Dire quasi la stessa cosa – Umberto Eco
(Bompiani)
“Pare che non sia facile definire la traduzione. Sul Vocabolario della lingua italiana edito da Treccani trovo ‘l’azione, l’operazione o l’attività di tradurre da una lingua a un’altra un testo scritto o anche orale’, definizione alquanto tutologica che non si rivela più perspicua se passo al lemma tradurre: ‘volgere in un’altra lingua, diversa da quella originaria, un testo scritto o orale’”.
Un’attività complessa e dagli innumerevoli volti, in altre parole, che Umberto Eco ha tentato di sviscerare in questo volume dal punto di vista per la prima volta pratico, basandosi su alcune premesse importanti: prendere spunto dalle proprie esperienze personali, in quanto traduttore e autore a propria volta tradotto da altri, e partire da esempi concreti per sollevare eventualmente questioni teoriche.
Due approcci insoliti, se consideriamo che la traduzione è spesso trattata o dai linguisti o dai tecnici del mestiere, che non necessariamente devono essere a loro volta narratori, e se teniamo in conto che di solito si tenta di spiegare il processo di “negoziazione” da una lingua all’altra formulando in primis delle ipotesi e servendosi eventualmente di esempi per giustificarle o smentirle.
Ad essere sorprendente, peraltro, non è solo il metodo dell’autore, ma anche l’andamento in sé del saggio edito da Bompiani, il quale è caratterizzato da un linguaggio al tempo stesso scorrevole, ironico e leggero, pur non mancando in più passi di tecnicismi, di espressioni quasi oscure e di un periodare subordinato e aulico. Ne viene fuori una lingua mista, dunque, capace di divertire e di istruire insieme.
Motivo di una simile commistione è innanzitutto l’origine dell’opera, basata sul contenuto di conferenze e seminari tenuti presso le università di Toronto, Oxford e Bologna, e prende spunto per di più da casi eclatanti di traduzioni ai limiti dell’impossibile, quali quella degli Esercizi di stile di R.Queneau, della Bibbia o di Dante, Manzoni e Baudelaire.
Oltre a veicolare concetti non sempre condivisi dalla cultura di partenza e di arrivo, infatti, tradurre significa anche rispettare determinati suoni e ritmi e, specialmente, riuscire a suscitare nei lettori di diverse aree geografiche le medesime reazioni. La sfida si fa complessa nel caso di barzellette, giochi di parole, fraseologismi e metafore, talvolta forse sottovalutata dai non addetti ai lavori ma qui sondata in ogni sua forma con commenti puntuali e critici.

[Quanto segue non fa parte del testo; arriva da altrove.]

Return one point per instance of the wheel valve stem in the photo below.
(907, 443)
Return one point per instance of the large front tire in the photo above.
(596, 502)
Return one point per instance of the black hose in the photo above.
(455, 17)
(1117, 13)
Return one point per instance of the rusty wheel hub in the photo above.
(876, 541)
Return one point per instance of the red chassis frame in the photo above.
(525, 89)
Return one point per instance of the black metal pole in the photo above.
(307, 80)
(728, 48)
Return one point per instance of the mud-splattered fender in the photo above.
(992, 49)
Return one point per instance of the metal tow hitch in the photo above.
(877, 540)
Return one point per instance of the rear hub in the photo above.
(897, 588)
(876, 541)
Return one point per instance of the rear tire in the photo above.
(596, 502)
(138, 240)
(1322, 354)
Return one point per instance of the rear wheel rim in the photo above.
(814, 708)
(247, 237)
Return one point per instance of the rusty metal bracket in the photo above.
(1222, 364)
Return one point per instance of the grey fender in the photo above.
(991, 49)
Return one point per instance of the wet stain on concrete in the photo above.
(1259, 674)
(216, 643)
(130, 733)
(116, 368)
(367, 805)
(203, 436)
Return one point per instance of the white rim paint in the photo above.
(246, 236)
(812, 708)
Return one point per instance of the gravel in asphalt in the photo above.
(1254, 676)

Così, sebbene il libro non fornisca delle risposte definitive e univoche, quanto piuttosto degli spunti e delle occasioni di confronto strettamente connesse ai diversi mezzi di comunicazione utilizzati nel mondo editoriale a 360°, rimane di certo una fonte di aneddoti d’autore preziosa e affascinante, nella quale confluiscono i contributi di numerose personalità eminenti: i formalisti russi, Jakobson, Venuti, Steiner, Peirce, Greimas e Hjelmsley fra gli studiosi, e Poe, Joyce e Montale fra gli intellettuali tradotti.
Al termine della lettura si ha dunque l’impressione di avere poche risposte certe sull’argomento, eppure tante nuove domande su cui in precedenza non ci si era forse soffermati. Perfino i più esperti avranno qualcosa da scoprire in corso d’opera, grazie a testimonianze autorevoli e a punti di vista insoliti sollevati con naturalezza da una pagina all’altra.
Non a caso, occuparsi di traduzione non equivale a svolgere operazioni meccaniche e sempre uguali a sé stesse, anzi. Chi ha la necessità di lavorare in quest’ambito, o chi ha la pura e semplice curiosità di saperne di più, realizzerà in compagnia di Umberto Eco che più ci si prova e più è difficile dire proprio la stessa cosa – o quasi.